Exploit your strengths, push to discomfort.
I was confused on my journey to discover my strengths.
Maybe it had to do with those two ridiculous interview questions: What are your strengths? What are your weaknesses?
As I would stare at the interviewer, I'd describe something already listed on the job description (”I’m great with people.”). Then with some twisted reverse psychology I'd describe some irrelevant characteristic like ”I work too hard.”
As humorous as that is, it doesn’t do me any good in my pursuit to find purpose and impact.
In fact I think we can get confused with the idea of strengths, confusing them solely with abilities that come easy to us. That’s a limited view that does more to create frustration and disappointment.
Instead, let’s look to Marcus Buckingham’s four clear signs of strength:
- Success — This is effectiveness in the activity you are doing.
- Instincts — Find those things that you instinctively look forward to, and capitalize on them.
- Growth — You're growing when you can concentrate on an activity, and time just flies by.
- Needs — Some activities might make you tired, but they fulfill you.
I can tell you from experience that it took years of experimenting to hone in on my strengths, but once I began to understand them, I could offer them whenever possible.
Discovering your strengths/your greatest contribution is exhilarating. It’s like uncovering hidden treasure. We discover something about ourselves that we’ve always had a hunch was there. The problem is stopping here. Discovering your strengths is not discovering your purpose, but it is a step on the way their.
Once you discover your strengths, you’re next step is to lean in. Offer that strength whenever possible.
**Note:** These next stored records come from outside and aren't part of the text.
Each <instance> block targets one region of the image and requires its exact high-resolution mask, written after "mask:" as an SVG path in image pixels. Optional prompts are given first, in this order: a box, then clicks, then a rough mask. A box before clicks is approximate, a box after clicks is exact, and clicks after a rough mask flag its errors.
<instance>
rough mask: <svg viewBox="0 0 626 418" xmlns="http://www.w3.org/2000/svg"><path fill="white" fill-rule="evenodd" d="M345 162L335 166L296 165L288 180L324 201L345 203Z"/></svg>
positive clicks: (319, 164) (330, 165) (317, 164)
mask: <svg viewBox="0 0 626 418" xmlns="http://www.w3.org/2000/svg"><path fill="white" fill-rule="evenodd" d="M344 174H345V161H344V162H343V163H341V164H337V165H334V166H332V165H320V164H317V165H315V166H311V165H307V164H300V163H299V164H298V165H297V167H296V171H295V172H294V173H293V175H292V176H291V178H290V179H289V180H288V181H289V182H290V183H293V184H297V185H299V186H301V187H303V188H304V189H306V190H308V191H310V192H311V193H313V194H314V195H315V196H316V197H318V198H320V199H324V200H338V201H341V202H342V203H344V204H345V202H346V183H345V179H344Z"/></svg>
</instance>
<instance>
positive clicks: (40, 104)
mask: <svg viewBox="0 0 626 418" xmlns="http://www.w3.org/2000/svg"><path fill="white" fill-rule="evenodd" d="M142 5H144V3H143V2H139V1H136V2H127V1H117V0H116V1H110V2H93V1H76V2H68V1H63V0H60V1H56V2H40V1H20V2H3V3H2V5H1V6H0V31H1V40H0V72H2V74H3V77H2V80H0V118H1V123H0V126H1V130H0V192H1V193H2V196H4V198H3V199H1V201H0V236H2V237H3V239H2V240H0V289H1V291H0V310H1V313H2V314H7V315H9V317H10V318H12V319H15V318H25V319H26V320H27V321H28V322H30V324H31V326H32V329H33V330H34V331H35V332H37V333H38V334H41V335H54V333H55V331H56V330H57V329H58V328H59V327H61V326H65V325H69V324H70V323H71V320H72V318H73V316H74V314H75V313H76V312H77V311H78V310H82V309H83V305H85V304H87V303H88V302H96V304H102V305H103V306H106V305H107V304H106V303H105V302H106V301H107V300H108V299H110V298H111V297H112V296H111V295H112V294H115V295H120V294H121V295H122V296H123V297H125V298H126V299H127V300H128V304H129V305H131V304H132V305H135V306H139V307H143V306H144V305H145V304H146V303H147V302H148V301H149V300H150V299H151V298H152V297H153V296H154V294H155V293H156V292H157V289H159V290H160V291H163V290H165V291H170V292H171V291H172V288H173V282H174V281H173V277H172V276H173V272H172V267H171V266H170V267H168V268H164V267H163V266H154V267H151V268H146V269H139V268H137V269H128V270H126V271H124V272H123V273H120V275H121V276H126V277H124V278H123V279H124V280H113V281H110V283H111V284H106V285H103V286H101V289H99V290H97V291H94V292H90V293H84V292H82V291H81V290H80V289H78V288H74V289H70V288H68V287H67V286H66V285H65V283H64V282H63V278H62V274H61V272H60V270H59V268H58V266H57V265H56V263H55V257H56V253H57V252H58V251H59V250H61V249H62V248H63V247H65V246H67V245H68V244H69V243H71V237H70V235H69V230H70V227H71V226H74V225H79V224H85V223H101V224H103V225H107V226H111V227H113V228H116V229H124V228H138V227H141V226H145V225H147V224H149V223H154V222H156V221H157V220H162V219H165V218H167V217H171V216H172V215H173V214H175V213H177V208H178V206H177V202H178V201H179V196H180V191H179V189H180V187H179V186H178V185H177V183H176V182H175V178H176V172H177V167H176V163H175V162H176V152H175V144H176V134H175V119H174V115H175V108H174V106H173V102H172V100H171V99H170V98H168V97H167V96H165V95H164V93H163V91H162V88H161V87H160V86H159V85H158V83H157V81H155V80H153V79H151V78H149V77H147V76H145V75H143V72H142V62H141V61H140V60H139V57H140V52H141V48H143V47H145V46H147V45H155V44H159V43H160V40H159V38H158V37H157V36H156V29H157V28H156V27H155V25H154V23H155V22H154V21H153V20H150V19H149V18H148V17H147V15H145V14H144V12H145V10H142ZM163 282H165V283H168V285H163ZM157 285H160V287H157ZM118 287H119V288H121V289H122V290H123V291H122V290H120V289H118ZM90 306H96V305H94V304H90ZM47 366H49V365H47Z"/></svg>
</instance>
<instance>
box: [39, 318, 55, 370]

Offer it on small projects, offer it on large ones. If you do it better than anyone else, with proven results, put those skills to good work. [Read more]
The secret to finding your purpose is hidden in discomfort. The danger of discovering your strengths is the huge temptation to stay safe, to only do things you know you’re good at. You box yourself just to stay safe.
Instead, push yourself to the edge of your skill set. If you’re using your strengths, but are at the edge of your ability, you’re in just the right spot.
Ask for new responsibility, talk to that person you feel intimidated to talk to (could be a neighbor or someone you look up to).
Just make sure to exploit your strengths & push to discomfort. You never know what God might want to do through you.